Accordingly, the European Commission formulated a new «European Neighbourhood Policy» (ENP) that «aims to create a «ring of friends» around the EU by actively promoting democratic political and legal reform and economic liberalization in sixteen European and Mediterranean countries» (2). Although the ENP’s sixteen «ring of friends» included the non-Mediterranean nations of Armenia, Azerbaijan, Belarus, Georgia, Jordan, Moldova, Palestinian Territories (Gaza on the Mediterranean but a special case), and Ukraine, they are not included in this study, which is limited to the diverse twenty-two Mediterranean countries. According to a «2008 GO-EuroMed report», «The region remains differentiated in terms of political governance, mainly in terms of differing ideologies and the establishment of autocratic, authoritarian, and totalitarian regimes. Obstacles to building confidence are more political than cultural, as conflicts are aggravated by a lack of trust among Arab leaders rather than the general population in the “Arab street”» (6, p. 38).

Governance in Mediterranean Countries

Various GO-EuroMed documents stress the importance of «governance» in Mediterranean countries, especially those not in the EU, usually without defining what «governance» means. Russian scholar Mikhail Ilyin finds that it is not a clear and coherent concept, saying that «A host of fuzzy meanings have resulted in an undifferentiated semantical overlap. <…> The term, nowadays, may be seen to encapsulate a variety of modes of coordinating individual action, or basic forms of social order (7, p. 4). For example, a report of the «Institut de la M'editerran'ee» (Mediterranean Institute) said: «Governance can be defined as coordination between government, local and regional authorities, multilateral organizations but also private actors, companies and NGOs, coordination that results in public policies, decisions and projects» (10, p. 11).

Unfortunately, this definition is not very useful. By equating governance with «coordination», one is led to think, «the better the coordination, the better the governance». By definition, that would be true, regardless of how well the policies, decisions, and projects benefited the people being governed. Moreover, it is not at all clear how one can measure «coordination between government, local and regional authorities» and the other sets of actors.

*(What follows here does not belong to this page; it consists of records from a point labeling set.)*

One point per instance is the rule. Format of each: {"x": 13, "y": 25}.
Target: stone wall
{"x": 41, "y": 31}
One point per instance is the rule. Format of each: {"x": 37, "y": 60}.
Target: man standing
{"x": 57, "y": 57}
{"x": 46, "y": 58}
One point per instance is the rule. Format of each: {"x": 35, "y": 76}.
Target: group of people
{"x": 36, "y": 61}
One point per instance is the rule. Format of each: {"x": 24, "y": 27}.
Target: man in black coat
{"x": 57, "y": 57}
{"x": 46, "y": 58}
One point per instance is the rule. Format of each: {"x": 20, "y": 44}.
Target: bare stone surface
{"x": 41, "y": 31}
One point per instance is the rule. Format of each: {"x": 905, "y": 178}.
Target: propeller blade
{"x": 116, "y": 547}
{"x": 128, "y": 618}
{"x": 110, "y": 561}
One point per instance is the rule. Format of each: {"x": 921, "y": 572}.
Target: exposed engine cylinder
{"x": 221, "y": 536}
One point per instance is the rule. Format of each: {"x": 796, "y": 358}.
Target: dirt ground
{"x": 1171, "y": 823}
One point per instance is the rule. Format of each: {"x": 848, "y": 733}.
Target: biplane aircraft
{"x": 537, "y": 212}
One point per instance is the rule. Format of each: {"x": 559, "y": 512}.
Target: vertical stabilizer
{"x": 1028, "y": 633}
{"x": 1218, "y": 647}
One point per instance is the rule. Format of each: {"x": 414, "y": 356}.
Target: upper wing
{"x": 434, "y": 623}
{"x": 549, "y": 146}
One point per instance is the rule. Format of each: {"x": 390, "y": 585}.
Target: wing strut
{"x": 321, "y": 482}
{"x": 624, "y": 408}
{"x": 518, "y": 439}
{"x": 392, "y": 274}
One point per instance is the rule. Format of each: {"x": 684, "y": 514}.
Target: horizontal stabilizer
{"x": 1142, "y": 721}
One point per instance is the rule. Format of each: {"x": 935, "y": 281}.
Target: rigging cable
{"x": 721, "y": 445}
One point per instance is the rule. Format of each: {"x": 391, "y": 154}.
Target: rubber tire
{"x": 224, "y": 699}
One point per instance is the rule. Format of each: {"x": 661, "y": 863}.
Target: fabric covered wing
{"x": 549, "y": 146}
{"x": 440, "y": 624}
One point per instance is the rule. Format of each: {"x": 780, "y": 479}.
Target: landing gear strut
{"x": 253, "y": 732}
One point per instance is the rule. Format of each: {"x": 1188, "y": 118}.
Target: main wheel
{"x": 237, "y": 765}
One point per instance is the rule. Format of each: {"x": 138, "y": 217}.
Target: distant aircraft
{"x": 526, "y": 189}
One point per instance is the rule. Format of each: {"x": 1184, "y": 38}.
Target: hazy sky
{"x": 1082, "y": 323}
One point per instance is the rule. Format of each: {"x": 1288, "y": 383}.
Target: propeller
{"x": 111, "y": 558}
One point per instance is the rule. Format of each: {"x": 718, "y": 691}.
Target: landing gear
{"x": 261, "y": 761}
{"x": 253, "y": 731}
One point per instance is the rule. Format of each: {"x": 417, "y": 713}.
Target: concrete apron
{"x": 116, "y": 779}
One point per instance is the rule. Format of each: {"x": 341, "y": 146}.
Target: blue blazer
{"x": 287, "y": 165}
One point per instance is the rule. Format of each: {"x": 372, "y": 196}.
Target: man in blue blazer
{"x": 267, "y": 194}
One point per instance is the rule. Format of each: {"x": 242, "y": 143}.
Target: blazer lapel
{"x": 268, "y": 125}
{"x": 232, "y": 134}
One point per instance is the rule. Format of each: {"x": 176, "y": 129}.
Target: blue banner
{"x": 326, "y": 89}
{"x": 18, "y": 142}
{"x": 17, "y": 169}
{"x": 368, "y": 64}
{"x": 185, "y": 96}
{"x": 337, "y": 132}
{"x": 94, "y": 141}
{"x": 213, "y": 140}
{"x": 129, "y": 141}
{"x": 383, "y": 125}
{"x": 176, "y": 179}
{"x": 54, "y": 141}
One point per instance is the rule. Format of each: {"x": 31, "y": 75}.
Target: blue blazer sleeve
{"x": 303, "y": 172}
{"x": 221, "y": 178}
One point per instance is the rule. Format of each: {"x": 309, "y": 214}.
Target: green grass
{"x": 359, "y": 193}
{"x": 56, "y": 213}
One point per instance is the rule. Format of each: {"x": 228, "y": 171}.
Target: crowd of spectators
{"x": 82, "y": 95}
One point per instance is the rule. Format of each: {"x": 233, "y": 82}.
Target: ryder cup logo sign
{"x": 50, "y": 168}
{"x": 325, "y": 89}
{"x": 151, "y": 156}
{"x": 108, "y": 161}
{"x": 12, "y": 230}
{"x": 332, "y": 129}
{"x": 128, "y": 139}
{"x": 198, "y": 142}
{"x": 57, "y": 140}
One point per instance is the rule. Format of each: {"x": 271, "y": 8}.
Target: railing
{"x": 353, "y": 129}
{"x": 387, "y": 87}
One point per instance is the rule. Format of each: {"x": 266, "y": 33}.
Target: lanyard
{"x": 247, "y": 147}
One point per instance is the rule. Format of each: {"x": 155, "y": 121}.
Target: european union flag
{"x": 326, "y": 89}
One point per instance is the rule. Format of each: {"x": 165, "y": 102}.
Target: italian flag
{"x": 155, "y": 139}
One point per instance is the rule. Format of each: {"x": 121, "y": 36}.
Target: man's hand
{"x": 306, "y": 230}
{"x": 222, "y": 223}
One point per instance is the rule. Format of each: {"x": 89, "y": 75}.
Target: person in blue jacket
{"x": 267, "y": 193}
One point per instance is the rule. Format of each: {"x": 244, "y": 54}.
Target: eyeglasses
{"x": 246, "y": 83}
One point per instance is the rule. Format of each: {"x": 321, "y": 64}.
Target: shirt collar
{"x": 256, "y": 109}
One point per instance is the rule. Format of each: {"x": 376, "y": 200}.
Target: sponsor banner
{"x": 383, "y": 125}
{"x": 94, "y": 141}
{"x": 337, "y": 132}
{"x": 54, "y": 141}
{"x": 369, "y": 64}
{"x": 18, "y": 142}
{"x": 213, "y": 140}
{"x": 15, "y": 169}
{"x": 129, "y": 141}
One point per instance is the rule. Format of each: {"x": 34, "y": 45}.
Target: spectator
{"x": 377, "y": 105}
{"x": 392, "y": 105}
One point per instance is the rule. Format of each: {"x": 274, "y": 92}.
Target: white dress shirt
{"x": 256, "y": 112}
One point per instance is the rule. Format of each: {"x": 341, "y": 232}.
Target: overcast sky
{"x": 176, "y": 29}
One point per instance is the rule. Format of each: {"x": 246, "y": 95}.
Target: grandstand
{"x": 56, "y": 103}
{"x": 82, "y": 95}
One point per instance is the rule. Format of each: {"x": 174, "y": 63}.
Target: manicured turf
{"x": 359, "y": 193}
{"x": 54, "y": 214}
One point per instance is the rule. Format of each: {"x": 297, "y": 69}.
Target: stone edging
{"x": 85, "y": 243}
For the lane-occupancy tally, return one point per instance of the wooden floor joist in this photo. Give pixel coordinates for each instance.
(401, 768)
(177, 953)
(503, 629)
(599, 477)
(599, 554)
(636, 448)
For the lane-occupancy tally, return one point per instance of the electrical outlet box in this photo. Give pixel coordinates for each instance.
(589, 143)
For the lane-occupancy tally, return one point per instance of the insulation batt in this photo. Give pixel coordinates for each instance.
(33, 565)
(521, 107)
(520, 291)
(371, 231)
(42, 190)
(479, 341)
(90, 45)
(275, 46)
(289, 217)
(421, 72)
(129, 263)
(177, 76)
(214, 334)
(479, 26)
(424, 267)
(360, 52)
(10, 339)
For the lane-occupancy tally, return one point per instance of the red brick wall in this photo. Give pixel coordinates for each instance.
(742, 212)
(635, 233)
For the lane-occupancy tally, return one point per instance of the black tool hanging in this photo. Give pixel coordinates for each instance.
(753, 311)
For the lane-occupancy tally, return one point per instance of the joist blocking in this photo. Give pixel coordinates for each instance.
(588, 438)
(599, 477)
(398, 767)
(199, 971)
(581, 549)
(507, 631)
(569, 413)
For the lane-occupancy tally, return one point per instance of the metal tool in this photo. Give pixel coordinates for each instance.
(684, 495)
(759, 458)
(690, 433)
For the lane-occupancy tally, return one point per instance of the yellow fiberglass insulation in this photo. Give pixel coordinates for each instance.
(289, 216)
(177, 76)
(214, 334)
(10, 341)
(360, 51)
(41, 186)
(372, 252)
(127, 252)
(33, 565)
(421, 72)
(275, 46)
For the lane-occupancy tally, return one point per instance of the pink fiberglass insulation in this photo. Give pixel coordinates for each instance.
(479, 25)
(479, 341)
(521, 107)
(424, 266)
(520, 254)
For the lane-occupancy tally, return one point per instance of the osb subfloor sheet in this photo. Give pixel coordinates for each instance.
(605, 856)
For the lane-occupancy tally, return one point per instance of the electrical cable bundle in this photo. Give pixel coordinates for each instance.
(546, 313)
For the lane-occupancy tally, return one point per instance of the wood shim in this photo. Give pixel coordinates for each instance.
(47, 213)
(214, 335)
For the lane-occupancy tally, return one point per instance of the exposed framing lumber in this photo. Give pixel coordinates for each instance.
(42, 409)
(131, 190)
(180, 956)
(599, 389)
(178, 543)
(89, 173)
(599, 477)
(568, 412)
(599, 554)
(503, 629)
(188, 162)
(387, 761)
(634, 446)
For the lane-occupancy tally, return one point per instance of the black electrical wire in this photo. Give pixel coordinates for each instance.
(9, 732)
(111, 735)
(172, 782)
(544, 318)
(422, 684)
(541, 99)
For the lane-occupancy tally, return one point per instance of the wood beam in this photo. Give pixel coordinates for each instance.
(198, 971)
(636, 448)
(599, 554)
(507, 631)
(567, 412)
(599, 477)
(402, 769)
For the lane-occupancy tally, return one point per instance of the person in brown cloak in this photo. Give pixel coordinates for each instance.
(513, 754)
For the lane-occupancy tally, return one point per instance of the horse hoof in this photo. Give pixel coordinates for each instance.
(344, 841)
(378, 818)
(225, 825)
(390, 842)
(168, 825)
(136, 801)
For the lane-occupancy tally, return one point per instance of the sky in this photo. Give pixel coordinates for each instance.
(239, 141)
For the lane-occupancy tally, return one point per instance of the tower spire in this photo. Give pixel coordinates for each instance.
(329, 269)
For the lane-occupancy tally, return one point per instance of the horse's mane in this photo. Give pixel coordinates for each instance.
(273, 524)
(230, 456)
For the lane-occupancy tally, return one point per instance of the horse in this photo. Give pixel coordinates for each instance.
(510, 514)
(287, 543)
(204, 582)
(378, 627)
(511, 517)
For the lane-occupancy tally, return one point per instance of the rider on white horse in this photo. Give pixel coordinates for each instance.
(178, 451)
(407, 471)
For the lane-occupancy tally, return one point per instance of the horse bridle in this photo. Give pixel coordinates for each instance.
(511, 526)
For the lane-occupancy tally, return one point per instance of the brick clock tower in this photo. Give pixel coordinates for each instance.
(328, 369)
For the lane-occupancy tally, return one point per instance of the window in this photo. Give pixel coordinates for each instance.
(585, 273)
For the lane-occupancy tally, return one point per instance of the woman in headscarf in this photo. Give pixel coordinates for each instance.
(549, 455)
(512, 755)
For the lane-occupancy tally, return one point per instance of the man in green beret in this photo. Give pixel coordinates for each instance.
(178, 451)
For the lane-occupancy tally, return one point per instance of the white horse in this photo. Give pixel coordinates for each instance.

Instead, I define country governance as the extent to which a state delivers to its citizens the desired benefits of government at acceptable costs (9, p. 3–18). By defining governance in terms of benefits to citizens rather than coordination among units, we can assess the quality of governance by using standard measures, such as the World Bank’s six Worldwide Governance Indicators:

1. Rule of Law (RL) – capturing perceptions of the extent to which agents have confidence in and abide by the rules of society, and in particular the quality of contract enforcement, property rights, the police, and the courts, as well as the likelihood of crime and violence;

2. Voice and Accountability (VA) – capturing perceptions of the extent to which a country's citizens are able to participate in selecting their government, as well as freedom of expression, freedom of association, and a free media;

3. Political Stability and Absence of Violence/Terrorism (PV) – capturing perceptions of the likelihood that the government will be destabilized or overthrown by unconstitutional or violent means, including politically-motivated violence and terrorism;

4. Government Effectiveness (GE) – capturing perceptions of the quality of public services, the quality of the civil service and the degree of its independence from political pressures, the quality of policy formulation and implementation, and the credibility of the government's commitment to such policies;

5. Regulatory Quality (RQ) – capturing perceptions of the ability of the government to formulate and implement sound policies and regulations that permit and promote private sector development;

6. Control of Corruption (CC) – capturing perceptions of the extent to which public power is exercised for private gain, including both petty and grand forms of corruption, as well as «capture» of the state by elites and private interests (10).

All of these indicators are important, but the first, the Rule of Law, is especially important. One scholar writing on the «Euro-Mediterranean partnership» wrote: «At the macro level, donor agencies have increasingly realized that programmes promoting good governance and the rule of law are vital in creating the type of environment in which the benefits of social programmes can reach the most vulnerable» (4, p. 348).

He quotes a United Nations publication that said: «Development is unsustainable where the rule of law and equity do not exist» (8, p. 6).